The two Japanese words that define this aesthetic are kawaii and moé. Kawaii is roughly translated as ‘cute’ and moé as the subject/object of fascination. Whilst this can have an erotic subtext, it is often anti-erotic. If anything, the kawaii aesthetic is paradoxically asexual (it ‘plays’ with erotic signs and symbols without the aim of sexual consummation).

 

 

 

 

In fact, there seems to be trend amongst Japanese teenagers to turn away from ‘real’ sex to ‘virtual’ sex. The term nijigen fechi means someone who is only turned on by manga and anime. In 2008 Takashita Taichi petitioned the government to recognize marriage to anime characters, effectively a moé marriage.

This has a playful, ironic aspect and I am sure many Japanese are mystified that Westerners take this all so seriously. Don’t Westerner’s have a sense of humour, of irony?

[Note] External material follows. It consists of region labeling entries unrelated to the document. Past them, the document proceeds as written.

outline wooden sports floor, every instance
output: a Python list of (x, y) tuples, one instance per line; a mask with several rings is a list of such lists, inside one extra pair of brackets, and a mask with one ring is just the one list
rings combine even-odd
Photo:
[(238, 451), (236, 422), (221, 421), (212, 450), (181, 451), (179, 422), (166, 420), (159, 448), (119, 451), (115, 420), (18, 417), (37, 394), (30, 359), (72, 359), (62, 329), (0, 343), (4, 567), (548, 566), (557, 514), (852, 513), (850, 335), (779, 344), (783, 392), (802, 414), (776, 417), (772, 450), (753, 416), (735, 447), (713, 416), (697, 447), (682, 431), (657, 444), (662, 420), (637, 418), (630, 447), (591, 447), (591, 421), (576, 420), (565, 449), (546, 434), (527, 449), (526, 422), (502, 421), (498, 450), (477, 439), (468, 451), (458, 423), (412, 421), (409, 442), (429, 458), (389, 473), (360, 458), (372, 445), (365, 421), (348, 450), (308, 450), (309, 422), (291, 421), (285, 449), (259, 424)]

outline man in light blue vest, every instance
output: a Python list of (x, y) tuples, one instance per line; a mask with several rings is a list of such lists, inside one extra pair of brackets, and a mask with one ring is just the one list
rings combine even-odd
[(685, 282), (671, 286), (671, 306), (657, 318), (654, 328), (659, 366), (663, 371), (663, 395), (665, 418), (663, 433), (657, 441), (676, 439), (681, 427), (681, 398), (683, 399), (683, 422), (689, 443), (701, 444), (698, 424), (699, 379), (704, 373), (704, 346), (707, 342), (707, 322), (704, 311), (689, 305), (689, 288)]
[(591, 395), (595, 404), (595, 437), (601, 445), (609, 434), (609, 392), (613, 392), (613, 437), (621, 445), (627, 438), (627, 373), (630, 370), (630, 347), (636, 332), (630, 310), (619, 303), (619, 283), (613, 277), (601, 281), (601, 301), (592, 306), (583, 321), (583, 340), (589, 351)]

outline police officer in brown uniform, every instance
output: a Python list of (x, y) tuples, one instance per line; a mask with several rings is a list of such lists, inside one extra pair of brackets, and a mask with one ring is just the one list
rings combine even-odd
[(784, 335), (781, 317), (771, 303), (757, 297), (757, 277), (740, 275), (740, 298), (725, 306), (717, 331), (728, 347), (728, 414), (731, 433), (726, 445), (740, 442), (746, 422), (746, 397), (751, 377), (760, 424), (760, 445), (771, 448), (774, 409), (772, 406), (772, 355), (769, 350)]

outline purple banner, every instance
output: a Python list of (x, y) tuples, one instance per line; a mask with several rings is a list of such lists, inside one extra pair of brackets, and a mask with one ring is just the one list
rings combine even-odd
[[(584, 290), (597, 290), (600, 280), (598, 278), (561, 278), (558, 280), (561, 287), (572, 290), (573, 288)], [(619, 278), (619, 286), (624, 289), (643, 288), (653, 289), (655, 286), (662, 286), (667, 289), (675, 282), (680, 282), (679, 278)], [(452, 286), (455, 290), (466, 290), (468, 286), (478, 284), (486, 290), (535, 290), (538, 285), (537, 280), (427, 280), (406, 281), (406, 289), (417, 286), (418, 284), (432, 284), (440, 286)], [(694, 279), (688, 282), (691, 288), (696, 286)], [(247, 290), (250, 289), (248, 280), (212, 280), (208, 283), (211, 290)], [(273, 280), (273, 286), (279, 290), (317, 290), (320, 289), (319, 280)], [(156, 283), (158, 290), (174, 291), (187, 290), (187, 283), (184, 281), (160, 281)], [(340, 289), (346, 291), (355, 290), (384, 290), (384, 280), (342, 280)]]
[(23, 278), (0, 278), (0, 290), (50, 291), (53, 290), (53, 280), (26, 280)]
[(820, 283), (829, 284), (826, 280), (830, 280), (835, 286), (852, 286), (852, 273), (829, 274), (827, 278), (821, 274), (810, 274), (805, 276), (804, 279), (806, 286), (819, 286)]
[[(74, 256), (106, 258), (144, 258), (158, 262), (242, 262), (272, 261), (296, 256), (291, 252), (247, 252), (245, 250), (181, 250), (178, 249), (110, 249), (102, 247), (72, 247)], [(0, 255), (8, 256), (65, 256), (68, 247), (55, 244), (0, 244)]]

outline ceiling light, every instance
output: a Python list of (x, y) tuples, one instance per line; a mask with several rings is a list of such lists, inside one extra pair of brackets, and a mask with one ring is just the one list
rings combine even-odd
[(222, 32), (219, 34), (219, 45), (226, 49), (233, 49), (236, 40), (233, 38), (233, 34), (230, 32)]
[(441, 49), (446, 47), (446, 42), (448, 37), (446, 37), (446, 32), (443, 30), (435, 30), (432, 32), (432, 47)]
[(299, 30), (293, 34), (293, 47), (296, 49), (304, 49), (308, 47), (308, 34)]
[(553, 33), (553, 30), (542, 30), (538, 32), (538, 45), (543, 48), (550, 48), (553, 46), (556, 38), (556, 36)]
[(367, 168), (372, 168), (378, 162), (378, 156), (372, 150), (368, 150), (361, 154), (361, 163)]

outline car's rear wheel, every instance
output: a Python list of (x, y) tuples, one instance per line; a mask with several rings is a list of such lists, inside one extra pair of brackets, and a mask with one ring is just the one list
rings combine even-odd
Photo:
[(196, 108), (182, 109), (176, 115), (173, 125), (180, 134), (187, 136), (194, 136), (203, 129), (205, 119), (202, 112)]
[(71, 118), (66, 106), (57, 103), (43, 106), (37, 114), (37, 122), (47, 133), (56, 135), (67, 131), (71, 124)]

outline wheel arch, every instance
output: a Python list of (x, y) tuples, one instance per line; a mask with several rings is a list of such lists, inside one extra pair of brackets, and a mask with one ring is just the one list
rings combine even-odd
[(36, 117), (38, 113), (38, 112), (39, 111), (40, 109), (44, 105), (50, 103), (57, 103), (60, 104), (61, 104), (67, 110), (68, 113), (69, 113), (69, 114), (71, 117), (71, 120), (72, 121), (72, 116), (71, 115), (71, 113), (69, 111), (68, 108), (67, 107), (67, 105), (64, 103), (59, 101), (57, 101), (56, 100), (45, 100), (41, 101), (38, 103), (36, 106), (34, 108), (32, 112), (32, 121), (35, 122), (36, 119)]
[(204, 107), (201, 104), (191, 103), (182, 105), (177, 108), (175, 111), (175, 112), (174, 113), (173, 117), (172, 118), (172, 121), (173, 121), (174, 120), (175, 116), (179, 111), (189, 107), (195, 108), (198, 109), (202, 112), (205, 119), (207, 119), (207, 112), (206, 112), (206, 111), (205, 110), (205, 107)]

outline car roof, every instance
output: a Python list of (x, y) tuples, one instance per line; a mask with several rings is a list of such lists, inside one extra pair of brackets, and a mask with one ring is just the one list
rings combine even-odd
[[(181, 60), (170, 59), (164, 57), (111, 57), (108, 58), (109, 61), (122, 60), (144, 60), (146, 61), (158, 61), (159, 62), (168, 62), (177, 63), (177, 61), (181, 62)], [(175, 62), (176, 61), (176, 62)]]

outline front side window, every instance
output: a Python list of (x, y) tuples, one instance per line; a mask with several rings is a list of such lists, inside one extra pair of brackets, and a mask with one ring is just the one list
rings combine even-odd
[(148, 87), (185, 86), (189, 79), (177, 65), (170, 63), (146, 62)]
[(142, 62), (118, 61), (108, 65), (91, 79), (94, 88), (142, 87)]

There is a rather lazy and cliched argument that the emphasis on fantasy is a way for the otherwise conservative and unimaginative Japanese to escape their ‘herd’ society. This is deeply insulting and racist. Japanese society has always been very creative with a deep aesthetic appreciation of the arts. Indeed, one could say they have a profound erotic connection to beauty. One cannot appreciate Japanese culture without understanding how important their appreciation of beauty was. It saturates every aspect of Japanese culture to the exquisitely sculpted Japanese garden, to elaborate, fine silk clothing, to tea ceremonies, to calligraphy and the arts and crafts in general.

The problem really lies with a schizophrenic Western mind that has split the ‘erotic’ from culture. This split has marginalized many forms of erotic expression, including the humorous. Many shunga were in fact meant to be read as parodies or comedies. It is the Western mind, lacking a sophisticated erotic language, that reads them in such crude terms.

I do think this is a case of a less sophisticated culture attempting to interpret a far more sophisticated one.

There is a lot of humour and irony in Japanese pop culture. It is above all, about having fun, about playing with fashion and consumerism. It is meant to be ‘over-the-top’. It is the Western mind that is so ‘up-tight’ that it doesn’t get the joke.